Feature request: theta joins, advanced joins

Hello KNIME users and developers,

I’m suggesting about the possibility to implement theta joins using only the joiner node or a dedicated “advanced joiner” node:

I mean the ability to make advanced joins between tables using complex logical operators like:
“BETWEEN”, ≤, ≥,<,>
and any combinations of them using parenthesis + AND, OR, NOT operators.

For example (given two tables T1, T2) the following join condition:
NOT (T1.columnA=T2.columnB) AND ((T1.columnA BETWEEN T2.columnC AND T2.columnD) OR (T1.columnE ≥ T2.columnE))

I know that it can currently be obtained in two ways (some examples are available in KNIME hub):

  • using a combination of nodes and structures like loops, crossjoins and sequential filters,
  • using SQL script with a connection to a database, execute, and download-reimport results

I tried both… but first way is often very slow and not optimized (especially on huge tables), the second one is ok with execution, but it can result a cumbersome process and seems a kind of workaround…

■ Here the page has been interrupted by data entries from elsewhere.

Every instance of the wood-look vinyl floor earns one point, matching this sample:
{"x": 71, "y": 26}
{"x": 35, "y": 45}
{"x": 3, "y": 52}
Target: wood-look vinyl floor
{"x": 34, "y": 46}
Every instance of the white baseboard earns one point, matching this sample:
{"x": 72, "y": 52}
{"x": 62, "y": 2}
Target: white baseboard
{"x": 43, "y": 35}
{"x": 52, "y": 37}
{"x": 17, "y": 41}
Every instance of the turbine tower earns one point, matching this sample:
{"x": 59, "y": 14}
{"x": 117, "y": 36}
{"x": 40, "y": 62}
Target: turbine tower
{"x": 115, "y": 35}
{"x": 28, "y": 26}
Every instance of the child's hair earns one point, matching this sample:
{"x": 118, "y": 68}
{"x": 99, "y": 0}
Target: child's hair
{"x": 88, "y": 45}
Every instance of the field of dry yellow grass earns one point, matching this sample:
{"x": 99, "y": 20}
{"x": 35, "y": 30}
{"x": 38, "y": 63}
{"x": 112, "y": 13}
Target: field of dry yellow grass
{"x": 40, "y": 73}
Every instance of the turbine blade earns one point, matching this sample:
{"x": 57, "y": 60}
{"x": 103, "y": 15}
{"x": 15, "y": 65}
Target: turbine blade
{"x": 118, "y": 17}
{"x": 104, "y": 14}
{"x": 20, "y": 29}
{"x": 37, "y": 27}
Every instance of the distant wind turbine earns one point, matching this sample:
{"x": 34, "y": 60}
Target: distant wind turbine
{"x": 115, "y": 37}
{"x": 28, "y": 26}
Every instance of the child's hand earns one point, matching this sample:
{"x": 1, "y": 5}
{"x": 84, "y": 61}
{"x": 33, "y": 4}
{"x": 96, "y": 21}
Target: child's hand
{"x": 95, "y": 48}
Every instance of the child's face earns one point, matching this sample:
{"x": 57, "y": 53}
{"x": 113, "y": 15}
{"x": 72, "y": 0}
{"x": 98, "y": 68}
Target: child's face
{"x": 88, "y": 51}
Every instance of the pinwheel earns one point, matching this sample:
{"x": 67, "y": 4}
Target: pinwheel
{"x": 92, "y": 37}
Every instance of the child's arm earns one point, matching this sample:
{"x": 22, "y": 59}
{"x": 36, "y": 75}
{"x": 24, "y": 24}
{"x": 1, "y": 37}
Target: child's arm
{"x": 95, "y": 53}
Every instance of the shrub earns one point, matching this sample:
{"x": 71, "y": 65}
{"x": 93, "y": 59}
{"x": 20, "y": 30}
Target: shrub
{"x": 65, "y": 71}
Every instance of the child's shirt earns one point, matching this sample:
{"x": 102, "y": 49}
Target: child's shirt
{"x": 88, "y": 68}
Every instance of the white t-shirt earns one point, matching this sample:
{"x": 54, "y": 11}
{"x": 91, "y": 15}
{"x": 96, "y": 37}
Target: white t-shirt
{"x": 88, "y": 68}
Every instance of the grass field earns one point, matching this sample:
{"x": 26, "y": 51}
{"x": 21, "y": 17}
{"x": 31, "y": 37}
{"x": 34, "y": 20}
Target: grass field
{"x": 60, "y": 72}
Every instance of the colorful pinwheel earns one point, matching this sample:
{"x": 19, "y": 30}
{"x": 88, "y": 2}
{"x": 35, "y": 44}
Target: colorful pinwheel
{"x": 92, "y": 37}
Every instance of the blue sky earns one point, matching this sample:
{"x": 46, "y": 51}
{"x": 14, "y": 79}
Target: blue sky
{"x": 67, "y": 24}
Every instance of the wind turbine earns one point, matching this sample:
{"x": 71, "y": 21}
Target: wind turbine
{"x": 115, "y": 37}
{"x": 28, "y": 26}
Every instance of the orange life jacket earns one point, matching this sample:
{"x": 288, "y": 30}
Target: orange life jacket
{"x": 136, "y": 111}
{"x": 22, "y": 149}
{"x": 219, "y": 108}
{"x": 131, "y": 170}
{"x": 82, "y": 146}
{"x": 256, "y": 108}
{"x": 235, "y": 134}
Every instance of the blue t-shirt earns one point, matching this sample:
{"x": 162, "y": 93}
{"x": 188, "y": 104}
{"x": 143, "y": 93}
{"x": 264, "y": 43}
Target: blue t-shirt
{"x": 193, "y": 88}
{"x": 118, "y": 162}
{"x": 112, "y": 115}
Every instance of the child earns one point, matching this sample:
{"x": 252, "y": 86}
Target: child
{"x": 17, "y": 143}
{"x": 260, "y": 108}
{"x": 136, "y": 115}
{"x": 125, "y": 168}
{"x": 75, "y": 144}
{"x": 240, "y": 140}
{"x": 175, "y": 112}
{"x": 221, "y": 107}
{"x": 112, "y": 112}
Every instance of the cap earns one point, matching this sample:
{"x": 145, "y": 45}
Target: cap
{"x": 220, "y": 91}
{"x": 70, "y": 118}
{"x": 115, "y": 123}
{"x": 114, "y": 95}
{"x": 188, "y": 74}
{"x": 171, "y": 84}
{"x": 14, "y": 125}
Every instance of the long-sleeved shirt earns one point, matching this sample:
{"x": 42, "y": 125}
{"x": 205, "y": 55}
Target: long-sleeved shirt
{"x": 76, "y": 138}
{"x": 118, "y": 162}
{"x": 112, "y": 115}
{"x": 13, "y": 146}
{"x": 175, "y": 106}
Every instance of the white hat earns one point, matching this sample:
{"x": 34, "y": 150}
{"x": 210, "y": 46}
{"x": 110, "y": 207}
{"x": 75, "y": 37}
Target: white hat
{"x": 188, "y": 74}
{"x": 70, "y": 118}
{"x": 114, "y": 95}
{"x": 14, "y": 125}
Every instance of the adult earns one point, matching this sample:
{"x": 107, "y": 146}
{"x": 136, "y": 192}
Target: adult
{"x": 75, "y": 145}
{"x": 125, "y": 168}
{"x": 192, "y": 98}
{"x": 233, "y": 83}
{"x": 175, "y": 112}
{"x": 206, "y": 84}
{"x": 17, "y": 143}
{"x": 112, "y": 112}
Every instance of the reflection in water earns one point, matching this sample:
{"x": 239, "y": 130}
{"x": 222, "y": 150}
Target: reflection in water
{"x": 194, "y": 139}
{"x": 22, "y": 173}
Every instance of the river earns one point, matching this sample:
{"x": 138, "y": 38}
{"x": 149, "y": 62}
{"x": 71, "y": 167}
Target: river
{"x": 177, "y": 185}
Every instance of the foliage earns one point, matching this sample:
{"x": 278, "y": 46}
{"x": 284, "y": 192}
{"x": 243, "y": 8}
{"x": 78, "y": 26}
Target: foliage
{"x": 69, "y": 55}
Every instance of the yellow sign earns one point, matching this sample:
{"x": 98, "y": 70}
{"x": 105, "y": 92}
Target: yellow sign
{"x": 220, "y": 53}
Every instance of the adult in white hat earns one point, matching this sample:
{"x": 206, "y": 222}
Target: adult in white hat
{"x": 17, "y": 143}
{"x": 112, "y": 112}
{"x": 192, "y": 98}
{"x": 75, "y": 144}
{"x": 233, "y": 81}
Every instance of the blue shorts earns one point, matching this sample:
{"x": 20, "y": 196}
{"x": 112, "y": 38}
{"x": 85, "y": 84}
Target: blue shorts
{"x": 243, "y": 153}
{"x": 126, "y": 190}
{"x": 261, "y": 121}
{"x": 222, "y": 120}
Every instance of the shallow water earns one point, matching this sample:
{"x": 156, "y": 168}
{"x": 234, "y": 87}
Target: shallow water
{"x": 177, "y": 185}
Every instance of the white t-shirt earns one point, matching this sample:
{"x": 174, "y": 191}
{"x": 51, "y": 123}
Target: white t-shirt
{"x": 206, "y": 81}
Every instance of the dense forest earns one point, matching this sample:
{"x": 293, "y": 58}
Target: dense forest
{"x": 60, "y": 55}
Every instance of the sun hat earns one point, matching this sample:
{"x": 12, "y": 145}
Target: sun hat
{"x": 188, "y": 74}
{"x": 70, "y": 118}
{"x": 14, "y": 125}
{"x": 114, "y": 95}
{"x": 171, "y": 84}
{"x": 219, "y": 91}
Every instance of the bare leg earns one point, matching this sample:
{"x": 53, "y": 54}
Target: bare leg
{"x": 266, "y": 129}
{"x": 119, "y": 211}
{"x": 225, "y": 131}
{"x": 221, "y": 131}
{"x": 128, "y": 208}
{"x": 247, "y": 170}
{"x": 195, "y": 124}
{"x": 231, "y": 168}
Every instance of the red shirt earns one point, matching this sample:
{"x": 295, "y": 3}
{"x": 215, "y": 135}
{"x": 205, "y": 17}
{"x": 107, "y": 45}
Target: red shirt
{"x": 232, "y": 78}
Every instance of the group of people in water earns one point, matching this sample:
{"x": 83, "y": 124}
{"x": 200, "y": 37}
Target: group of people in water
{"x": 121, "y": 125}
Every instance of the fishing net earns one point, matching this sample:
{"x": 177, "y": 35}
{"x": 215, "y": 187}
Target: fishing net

I really hope someone can think about that,
and I hope it can be realized in the future because I think it’s a very very useful task…

Thank you for any suggestion or any interest

Ema

2 Likes

Hello @Ema,

some use cases can be addressed with Binner (Dictionary) node. Also here is nice topic in case you missed:

Will add +1 to already existing ticket mentioned in linked topic.

Br,
Ivan

Thank you @ipazin for the feedback!

1 Like